Por las mañanas (regularmente) se escucha/ba en Escandonavia....

Ah!.. Pshhh! Pum!...&!"*´·#ejoooo!!! hasta que un día, descubrimos de lo que se trataba...

La gritadera, quejadera y dolor de carrocería no se debía a nada más que un bache...de esos grandes e insalvables, de esos por los que todos, alguna vez -para nuestra mala suerte y enchuecamiento de rines- caemos.
Algo más o menos así:
Letras chiquitas: y si usted pasa por un bache, no se aflija, adelante hay muchos más, que ofrecen un 50% de posibilidades de caer en ellos y el 50% restante de aprenderlos a esquivar.

Pues bien mis queridos papaloteantes, seguro que la foto les resulta conocida y es que no hay calle por bella, retocada y en zona residencial que se haya librado de uno de estos. ¿o si?

El bache de los lamentos, ubicado en la perínclita zona Escandinaviense, fue reparado, luego de haber sido descubierto, pisoteado, rellenado, vaciado, vuelto a llenar, parchado y vuelto a abrir...nuestro bache, parece estar por fin sellado y esto lo notamos el otro día, que tempranito, salimos a ejercitar el cuerpecín.

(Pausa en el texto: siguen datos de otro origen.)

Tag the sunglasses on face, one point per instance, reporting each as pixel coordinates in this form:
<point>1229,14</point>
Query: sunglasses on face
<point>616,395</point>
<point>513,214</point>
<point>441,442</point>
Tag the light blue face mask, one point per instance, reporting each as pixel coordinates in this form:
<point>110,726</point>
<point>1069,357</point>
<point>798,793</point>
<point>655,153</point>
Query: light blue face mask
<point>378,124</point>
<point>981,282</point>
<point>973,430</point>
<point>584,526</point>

Caminábamos y platicábamos, como acostumbramos hacer, de cómo para que finalmente el bache quedara sellado, tuvo que pasar mucho tiempo, quejas, insultos, el organismo de agua de una delegación, las máquinas de la dirección de obras de otra, la culpabilidad de unos hacia otros por no haberlo tapado aún, y así, voluntades, esfuerzos, omisiones, buenas y malas vibras, todo ello para que un bache cualquiera como los hay en  todos los rincones de nuestro querido México dejara de ser el depositario de las quejas de medio planeta y el punto desde el cual...el pavimento alrededor podría convertirse en un gran...gran agujero que nos obligara a los escandonavienses a cambiar de locación (consecuencias más, consecuencias menos)

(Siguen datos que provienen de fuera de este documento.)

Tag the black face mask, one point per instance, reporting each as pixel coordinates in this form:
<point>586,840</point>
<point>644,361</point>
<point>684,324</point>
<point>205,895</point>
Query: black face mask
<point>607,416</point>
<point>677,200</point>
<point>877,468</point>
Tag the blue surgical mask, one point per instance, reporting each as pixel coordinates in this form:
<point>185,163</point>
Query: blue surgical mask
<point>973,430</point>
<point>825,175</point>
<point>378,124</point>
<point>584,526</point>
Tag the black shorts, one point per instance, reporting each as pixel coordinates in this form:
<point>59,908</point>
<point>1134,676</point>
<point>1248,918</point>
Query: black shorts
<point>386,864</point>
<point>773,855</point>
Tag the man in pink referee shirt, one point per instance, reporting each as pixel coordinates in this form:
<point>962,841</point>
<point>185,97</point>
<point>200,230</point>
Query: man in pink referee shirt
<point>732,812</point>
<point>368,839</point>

Así las cosas, los baches, por molestos que resulten, suelen ser una parte de un camino más largo, que sin duda tendrá más adelante uno que otro agujerito pero que tiene al frente y detrás y a los lados, un millón de cosas más que luego de la caída bachística, nos harán mejores conductores, más atentos, más experimentados, y a aquellos encomendados para  su eliminación, más responsables de no solamente rellenarlo sino de repararlo totalmente, usando los materiales y los tiempos y las cosas que sean necesarios para que si vuelve a existir algo que rompa el camino, el camino no se rompa donde una vez ya se reparó.